La fin du calvaire ? Après une semaine sanglante pour le Bitcoin (BTC), Standard Chartered estime que le pire pourrait être derrière nous. Geoffrey Kendrick, le responsable de la recherche sur les actifs numériques de la banque, l’a écrit noir sur blanc dans une note à ses clients ce jeudi : le marché est entré dans la « buying zone ». Celle-là même que tout le monde attendait.
Le constat n’a rien de réjouissant pour autant. Au moment où nous écrivons, le BTC s’échange autour de 62 960 dollars, en baisse de 5,6 % sur la journée, 14 % sur la semaine, 22 % sur le mois écoulé et de plus de 40 % sur un an. L’Ether (ETH) ne va pas mieux, lâchant 6,5 % sur la journée et 26 % sur le mois, à environ 1 755 dollars.
« Cette semaine a été douloureuse dans la crypto. Il n’y a vraiment pas d’autre façon de le dire. Mais je pense que lorsque nous regarderons en arrière fin 2026 avec le BTC à 100 000 dollars et l’ETH à 4 000 dollars, nous dirons que c’était la buying zone que nous voulions tous », écrit Kendrick.
Ce qui a changé depuis février
La note de cette semaine répond directement à une autre, signée du même analyste le 12 février. À l’époque, Kendrick prévenait d’une « douleur et d’une capitulation finale » pour les actifs numériques, abaissant sa cible court terme à 50 000 dollars pour le Bitcoin et 1 400 dollars pour l’Ether. Nous avions suivi de près ces hypothèses de point bas tout au long de l’hiver.
La variable qui a basculé, selon lui, ce sont les avoirs des ETF Bitcoin spot. En février, il pointait une capitulation des ETF comme un risque baissier bien réel. Elle ne s’est pas produite. Les avoirs sont passés de 682 000 bitcoins à un pic, avant de retomber autour de 674 000. Quasiment plats sur la période. « Cela me dit que les avoirs des ETF sont structurellement plus solides que je ne le craignais en février », résume l’analyste. Un constat qui rejoint ce que Markus Thielen observait dès février sur la résilience apparente de ces produits.
Le facteur Strategy au cœur du rebond
La cause immédiate de la douleur de cette semaine ? La vente de 32 BTC par Strategy. Un timing malheureux qui, dixit Kendrick, « collait parfaitement à la thèse des détracteurs des DAT » (les Digital Asset Treasuries, ces entreprises qui détiennent du Bitcoin en trésorerie). La question, désormais : que va faire Strategy ensuite ?
L’analyste s’appuie sur un précédent historique. La dernière fois que Strategy a vendu du Bitcoin, le 22 décembre 2022 (704 BTC cédés pour de l’optimisation fiscale), l’entreprise en a racheté 810 deux jours plus tard à peine.

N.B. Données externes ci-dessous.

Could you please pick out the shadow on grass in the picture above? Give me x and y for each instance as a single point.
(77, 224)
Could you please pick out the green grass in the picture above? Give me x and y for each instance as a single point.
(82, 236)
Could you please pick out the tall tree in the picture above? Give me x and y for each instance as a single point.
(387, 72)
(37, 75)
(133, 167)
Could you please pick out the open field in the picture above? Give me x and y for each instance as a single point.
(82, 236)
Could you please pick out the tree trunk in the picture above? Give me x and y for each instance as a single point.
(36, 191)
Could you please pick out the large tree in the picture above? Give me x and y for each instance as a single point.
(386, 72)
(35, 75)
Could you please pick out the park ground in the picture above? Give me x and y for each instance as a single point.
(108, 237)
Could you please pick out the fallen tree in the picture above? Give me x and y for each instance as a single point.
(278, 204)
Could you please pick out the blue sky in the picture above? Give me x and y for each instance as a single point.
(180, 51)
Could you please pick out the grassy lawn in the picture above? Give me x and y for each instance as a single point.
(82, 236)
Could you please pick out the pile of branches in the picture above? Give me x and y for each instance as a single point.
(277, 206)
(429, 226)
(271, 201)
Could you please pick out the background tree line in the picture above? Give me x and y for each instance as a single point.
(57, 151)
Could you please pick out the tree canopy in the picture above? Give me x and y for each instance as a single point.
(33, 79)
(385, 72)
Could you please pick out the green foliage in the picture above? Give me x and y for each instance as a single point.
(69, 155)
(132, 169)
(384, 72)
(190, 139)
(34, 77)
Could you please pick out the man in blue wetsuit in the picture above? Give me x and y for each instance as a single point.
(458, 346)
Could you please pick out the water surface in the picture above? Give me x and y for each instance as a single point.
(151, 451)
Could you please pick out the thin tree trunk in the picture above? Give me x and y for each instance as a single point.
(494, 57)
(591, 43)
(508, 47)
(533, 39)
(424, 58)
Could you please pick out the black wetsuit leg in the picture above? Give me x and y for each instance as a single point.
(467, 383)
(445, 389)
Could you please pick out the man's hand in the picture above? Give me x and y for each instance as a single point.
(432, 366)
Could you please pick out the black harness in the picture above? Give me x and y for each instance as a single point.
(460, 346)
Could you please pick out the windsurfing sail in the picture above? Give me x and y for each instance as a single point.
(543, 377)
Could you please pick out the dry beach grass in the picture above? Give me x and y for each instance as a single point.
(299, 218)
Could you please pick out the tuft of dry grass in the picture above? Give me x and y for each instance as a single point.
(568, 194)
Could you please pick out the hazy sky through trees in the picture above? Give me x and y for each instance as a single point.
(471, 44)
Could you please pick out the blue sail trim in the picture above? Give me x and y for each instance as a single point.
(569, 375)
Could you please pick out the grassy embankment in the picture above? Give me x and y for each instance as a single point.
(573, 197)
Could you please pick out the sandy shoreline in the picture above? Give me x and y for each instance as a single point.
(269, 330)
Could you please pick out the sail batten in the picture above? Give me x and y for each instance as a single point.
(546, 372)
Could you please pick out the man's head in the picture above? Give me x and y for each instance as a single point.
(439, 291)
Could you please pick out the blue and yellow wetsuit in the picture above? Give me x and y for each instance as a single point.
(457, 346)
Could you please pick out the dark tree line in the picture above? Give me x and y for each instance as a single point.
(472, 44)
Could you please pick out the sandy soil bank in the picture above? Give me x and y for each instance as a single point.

Kendrick s’attend cette fois à une réponse bien plus agressive. Selon ses calculs, Strategy pourrait procéder à un rachat de 10 fois la quantité vendue, soit environ 320 BTC, voire 100 fois, autour de 3 200 BTC. La confirmation de ces achats constituerait un signal préliminaire que le plus bas a été inscrit.
Les liquidations et le risque résiduel sous 60 000 dollars
Kendrick replace aussi dans leur contexte les liquidations de futures de cette semaine, qui ont atteint près de 1,5 milliard de dollars. Une ampleur comparable à chacun des épisodes des 29-31 janvier et 3-6 février, qu’il traite comme des événements distincts. Le réservoir de positions longues vulnérables s’est réduit, argue-t-il, vu la façon dont le Bitcoin a si mal suivi les marchés actions depuis le début de l’année.
Il reconnaît cependant un risque baissier résiduel sous les 60 000 dollars. Cette zone des 60 000 dollars revient d’ailleurs comme un refrain : nous l’avions déjà identifiée en avril comme un support charnière où se jouait la validation d’un bottom.
« Il y a beaucoup de “si” dans tout cela, donc l’accumulation est une meilleure stratégie que de tenter de déclarer purement et simplement que le plus bas a été imprimé », tempère Kendrick.
La position colle à la lecture globale de la banque, restée constructive sur les actifs numériques. Kendrick a maintenu sa cible de 100 000 dollars pour le Bitcoin et de 4 000 dollars pour l’Ether en fin d’année, durant tout le repli récent. Fin mai, il avait même comparé l’évolution du prix de l’Ether à celle de l’action Amazon pendant l’éclatement de la bulle internet. Ses équipes pariaient alors sur les métriques onchain pour finir par rattraper le prix. Reste à savoir si Strategy dégainera son chéquier assez vite pour confirmer la thèse.